On June 26, 2023 12:51:06 PM UTC, florian.kun...@telekom.de wrote:
>
>> In theory, DKIM is enough for DMARC (this was always true), but in practice 
>> it
>> is not.
>
>May be you can afford to use SPF, DKIM, DMARC in pure theory for your day job,
>but people here expect to apply it to solve real problems with real email in 
>real life.
>*SCNR* ... do not take that personally.
>
>
>> I don't think there's evidence of a systemic weakness in the protocol.  We've
>> seen evidence of poor deployment of the protocol for SPF, but I think the
>> solution is to fix that (see the separate thread on data hygiene).
>
>
>The problem with DMARC is, there's no easy way to decide you can rely on SPF 
>as long as it references shared IP infrastructure (because you can't decide 
>whether an IP is shared or dedicated).
>In my view this is a tremendous weakness of the SPF protocol.
>(maybe only 'cause I do not trust shared infrastructure providers to get their 
>customers right all the time, 'cause I know how hard that is from being an ISP 
>mailer)
>
>So to remove or at least ignore SPF from DMARC is minimal requirement for 
>DMARC being worth mentioning supportive of sender authentication at all.
>Meanwhile it's a pretty viable attack vector against DMARC, foiling the idea 
>of sender authentication.

That's true if you change the semantics of what a DMARC pass means.  It means 
it came via an authorized source.  It does not mean anything about if the 
message is "good" or "bad".  It doesn't and can't solve the problem of 
inappropriately injected mail in the authorized stream.

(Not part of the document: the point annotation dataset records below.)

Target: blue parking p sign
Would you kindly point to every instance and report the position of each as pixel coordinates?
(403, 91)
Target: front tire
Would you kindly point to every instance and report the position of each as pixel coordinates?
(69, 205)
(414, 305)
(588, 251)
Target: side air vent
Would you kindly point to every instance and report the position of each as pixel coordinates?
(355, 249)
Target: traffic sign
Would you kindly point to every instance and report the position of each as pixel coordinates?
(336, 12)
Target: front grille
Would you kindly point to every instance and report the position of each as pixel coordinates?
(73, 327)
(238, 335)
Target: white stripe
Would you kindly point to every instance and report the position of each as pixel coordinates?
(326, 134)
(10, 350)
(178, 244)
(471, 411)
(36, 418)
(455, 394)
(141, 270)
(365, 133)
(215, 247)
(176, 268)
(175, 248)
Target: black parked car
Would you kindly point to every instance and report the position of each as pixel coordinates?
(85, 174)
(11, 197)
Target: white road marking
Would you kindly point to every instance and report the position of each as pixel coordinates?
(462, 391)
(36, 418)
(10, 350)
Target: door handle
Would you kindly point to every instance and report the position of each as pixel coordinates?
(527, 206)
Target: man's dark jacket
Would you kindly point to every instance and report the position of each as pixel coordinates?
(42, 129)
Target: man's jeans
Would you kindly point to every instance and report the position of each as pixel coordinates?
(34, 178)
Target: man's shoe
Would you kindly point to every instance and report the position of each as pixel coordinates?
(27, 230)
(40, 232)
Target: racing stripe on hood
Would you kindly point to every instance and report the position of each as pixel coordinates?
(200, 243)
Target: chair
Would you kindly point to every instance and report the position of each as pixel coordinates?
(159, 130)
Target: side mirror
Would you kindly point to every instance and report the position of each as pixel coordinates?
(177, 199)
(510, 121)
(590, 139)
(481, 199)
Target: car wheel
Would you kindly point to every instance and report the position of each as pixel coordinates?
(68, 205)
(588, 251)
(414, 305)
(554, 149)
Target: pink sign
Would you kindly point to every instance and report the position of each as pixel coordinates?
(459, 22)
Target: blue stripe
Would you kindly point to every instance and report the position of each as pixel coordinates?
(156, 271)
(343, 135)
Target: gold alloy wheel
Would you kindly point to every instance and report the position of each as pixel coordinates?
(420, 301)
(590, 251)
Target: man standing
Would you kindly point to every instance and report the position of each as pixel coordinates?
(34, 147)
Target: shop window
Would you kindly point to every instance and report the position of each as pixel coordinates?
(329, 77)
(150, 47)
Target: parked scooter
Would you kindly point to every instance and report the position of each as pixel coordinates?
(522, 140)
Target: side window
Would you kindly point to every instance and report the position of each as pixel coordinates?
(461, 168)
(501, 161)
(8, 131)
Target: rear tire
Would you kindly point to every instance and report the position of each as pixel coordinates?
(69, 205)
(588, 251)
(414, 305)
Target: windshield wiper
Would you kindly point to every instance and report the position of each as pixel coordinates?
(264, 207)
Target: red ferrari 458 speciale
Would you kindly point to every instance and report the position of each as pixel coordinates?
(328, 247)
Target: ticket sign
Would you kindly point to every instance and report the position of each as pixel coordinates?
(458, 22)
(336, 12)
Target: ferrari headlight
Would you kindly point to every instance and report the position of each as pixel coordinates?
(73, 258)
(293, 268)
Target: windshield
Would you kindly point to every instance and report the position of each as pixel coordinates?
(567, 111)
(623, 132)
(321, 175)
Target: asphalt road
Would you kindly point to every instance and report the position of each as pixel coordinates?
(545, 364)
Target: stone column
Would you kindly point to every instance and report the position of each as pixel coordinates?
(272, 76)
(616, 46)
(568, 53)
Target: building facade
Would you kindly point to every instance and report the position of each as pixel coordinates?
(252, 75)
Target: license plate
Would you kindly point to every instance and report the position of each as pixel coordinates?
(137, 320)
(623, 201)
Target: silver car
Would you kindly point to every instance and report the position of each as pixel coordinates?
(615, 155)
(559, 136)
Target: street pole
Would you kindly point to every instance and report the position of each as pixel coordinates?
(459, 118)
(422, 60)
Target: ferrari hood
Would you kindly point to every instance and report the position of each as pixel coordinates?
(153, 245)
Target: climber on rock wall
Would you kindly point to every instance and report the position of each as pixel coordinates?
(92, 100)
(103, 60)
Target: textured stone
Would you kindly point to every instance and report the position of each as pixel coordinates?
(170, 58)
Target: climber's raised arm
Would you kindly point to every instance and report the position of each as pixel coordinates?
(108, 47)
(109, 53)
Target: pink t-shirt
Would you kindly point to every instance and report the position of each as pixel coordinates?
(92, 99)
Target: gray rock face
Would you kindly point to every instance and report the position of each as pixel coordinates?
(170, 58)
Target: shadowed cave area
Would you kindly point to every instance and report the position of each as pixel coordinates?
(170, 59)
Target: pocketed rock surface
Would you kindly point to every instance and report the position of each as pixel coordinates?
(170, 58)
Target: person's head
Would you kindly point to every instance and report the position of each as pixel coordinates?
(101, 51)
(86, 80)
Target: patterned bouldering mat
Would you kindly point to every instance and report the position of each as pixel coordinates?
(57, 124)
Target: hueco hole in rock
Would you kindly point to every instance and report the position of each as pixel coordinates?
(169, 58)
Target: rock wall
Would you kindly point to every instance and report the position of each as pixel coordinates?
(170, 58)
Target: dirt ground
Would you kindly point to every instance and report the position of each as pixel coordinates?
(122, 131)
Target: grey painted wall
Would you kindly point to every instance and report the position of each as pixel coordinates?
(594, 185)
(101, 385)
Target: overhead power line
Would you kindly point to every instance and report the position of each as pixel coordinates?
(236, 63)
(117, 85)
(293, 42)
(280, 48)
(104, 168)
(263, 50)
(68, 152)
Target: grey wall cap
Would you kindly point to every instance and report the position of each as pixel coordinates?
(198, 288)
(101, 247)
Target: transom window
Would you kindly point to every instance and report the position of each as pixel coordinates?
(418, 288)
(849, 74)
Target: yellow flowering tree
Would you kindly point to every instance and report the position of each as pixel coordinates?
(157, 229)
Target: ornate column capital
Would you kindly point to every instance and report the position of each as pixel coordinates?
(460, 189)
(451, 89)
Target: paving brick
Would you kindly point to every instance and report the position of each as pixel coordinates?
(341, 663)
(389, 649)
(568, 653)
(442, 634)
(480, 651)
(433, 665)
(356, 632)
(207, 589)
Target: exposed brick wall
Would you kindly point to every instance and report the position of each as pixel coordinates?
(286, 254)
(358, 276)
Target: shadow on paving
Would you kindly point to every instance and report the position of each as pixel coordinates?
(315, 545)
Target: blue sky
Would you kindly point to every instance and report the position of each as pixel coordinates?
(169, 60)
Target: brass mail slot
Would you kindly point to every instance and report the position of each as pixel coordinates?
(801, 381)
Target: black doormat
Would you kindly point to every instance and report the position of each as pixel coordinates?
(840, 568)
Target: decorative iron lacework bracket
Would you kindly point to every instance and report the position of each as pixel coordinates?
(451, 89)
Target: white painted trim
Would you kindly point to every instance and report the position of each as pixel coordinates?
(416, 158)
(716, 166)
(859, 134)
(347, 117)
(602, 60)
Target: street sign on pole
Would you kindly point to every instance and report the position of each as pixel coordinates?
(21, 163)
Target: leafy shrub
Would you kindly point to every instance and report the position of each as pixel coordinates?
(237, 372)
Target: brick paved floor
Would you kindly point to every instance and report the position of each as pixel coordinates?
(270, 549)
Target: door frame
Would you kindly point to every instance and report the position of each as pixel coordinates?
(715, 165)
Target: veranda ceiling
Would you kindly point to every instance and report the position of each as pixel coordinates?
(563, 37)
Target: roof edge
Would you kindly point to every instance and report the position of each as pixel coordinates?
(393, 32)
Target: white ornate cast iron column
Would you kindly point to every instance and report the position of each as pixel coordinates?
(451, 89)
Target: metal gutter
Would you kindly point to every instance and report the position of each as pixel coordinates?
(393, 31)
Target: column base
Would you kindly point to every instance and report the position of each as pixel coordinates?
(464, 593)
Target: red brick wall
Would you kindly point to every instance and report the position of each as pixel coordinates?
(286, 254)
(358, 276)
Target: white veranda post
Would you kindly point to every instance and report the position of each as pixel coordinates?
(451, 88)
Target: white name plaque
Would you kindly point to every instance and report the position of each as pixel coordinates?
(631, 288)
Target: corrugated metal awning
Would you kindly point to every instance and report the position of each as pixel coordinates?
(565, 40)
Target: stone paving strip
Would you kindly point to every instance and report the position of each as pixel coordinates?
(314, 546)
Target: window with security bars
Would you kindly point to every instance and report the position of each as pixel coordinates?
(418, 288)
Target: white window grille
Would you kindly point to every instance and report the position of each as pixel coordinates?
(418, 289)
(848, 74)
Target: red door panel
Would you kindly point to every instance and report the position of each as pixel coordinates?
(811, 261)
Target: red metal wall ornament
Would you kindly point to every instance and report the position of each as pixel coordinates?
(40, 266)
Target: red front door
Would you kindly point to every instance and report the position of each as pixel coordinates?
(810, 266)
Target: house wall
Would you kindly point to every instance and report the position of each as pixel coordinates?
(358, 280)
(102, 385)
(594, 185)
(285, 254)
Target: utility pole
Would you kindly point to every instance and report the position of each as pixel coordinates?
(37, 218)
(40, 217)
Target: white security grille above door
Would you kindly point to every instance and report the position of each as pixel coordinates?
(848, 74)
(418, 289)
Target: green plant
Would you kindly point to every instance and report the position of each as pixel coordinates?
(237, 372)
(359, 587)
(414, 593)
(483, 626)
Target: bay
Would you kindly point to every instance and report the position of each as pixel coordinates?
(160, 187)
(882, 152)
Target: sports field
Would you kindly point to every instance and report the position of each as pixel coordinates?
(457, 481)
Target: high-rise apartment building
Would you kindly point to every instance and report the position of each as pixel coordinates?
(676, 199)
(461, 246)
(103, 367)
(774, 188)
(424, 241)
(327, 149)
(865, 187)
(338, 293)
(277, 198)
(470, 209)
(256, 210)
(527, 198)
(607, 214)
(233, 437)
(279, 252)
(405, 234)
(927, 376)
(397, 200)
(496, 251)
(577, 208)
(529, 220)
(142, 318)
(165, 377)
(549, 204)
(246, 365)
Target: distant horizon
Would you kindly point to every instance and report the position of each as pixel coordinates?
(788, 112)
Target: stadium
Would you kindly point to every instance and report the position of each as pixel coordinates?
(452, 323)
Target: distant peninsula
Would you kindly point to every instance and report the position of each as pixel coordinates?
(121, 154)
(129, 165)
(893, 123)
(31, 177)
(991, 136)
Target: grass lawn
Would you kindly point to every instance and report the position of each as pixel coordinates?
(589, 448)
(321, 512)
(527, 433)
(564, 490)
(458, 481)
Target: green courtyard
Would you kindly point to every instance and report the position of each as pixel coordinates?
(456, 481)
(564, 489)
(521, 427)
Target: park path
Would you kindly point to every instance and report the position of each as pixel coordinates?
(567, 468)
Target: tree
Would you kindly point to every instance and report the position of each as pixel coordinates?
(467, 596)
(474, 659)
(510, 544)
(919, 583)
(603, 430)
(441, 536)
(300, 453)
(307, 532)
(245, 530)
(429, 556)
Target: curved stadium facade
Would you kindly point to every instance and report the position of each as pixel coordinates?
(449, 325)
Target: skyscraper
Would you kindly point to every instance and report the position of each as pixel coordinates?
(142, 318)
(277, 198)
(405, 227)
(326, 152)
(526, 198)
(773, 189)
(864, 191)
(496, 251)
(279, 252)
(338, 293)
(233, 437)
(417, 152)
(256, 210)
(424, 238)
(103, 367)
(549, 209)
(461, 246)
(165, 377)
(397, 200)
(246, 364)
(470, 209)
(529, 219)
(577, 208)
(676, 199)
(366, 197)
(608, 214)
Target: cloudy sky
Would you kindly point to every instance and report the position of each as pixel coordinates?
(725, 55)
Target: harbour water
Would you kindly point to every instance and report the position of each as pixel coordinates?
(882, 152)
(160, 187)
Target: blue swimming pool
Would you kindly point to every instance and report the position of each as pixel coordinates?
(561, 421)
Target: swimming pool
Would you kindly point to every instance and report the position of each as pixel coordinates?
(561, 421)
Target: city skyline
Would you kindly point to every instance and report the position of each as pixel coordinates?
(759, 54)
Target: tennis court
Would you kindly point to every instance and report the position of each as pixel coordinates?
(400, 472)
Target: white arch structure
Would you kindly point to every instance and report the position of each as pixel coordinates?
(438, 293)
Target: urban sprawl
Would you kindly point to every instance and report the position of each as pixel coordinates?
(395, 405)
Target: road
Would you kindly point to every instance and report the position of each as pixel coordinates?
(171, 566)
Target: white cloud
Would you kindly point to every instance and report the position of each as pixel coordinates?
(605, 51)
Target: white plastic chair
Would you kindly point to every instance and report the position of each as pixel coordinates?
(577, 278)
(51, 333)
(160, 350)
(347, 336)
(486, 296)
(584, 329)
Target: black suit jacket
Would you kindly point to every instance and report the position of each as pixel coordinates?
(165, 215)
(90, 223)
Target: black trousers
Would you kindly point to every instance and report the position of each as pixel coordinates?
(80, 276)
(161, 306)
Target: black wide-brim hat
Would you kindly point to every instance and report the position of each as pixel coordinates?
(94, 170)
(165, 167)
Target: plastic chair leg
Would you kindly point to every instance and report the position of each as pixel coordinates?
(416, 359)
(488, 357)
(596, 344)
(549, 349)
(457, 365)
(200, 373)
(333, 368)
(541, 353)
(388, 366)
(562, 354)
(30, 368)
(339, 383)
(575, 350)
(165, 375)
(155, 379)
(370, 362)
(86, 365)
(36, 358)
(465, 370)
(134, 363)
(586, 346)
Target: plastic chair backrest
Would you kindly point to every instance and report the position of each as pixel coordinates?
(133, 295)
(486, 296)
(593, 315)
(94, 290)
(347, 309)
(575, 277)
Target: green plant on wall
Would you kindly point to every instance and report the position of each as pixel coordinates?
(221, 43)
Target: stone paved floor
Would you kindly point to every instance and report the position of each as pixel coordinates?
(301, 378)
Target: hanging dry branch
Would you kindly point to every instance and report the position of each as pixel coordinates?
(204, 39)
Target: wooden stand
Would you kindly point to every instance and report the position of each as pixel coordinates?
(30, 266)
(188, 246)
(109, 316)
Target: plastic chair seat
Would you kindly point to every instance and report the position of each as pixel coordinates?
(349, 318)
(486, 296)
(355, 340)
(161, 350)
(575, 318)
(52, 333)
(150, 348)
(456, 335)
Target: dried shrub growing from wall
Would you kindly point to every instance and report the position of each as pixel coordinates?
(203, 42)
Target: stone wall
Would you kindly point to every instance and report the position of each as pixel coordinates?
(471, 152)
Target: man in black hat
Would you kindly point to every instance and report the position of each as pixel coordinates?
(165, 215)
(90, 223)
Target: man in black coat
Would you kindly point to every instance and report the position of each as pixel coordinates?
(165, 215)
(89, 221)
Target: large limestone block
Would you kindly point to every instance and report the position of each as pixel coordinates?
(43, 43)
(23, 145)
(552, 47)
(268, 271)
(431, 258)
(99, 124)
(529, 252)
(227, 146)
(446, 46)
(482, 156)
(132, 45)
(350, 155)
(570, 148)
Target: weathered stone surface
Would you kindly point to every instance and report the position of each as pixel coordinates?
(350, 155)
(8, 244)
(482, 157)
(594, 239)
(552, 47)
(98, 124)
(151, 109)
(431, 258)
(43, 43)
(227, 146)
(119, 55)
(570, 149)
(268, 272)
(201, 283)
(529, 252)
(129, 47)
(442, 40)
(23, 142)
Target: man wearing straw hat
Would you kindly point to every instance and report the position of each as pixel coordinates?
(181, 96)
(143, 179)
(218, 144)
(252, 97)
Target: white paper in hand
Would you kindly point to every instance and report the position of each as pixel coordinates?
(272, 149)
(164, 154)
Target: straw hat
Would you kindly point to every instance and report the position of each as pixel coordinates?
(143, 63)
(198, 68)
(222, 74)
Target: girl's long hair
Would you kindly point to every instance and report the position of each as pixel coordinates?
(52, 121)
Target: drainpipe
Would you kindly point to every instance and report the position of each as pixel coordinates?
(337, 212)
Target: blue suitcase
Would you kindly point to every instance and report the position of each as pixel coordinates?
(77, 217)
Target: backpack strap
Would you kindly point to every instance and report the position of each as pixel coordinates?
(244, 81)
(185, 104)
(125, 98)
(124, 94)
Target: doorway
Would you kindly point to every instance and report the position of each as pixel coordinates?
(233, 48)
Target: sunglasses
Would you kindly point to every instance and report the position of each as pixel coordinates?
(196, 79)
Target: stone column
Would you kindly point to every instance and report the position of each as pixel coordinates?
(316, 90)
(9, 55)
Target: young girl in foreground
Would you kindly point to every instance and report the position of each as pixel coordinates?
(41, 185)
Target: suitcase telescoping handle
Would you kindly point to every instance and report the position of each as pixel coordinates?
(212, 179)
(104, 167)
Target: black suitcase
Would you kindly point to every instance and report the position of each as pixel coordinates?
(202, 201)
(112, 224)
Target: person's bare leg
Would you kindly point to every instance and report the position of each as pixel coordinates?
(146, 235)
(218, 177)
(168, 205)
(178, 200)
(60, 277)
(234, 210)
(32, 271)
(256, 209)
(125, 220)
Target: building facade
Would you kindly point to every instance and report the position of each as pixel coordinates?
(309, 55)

When a domain publishes a public key in its DNS that's been given to it by a 
third party provider, DKIM is also exposed to third party provider data hygiene 
risks.

Even if DKIM were perfect and we ditch SPF, users get compromised and bad stuff 
still gets into the authenticated stream.

I think people are attributing a lot of badness to SPF when it's a more general 
problem.  It's just easier to identify with SPF.  Currently, bad ingress 
controls for third party providers mostly imposes external costs (from their 
point of view).  Until that changes, it will be a mess no matter what the 
underlying authentication technology is.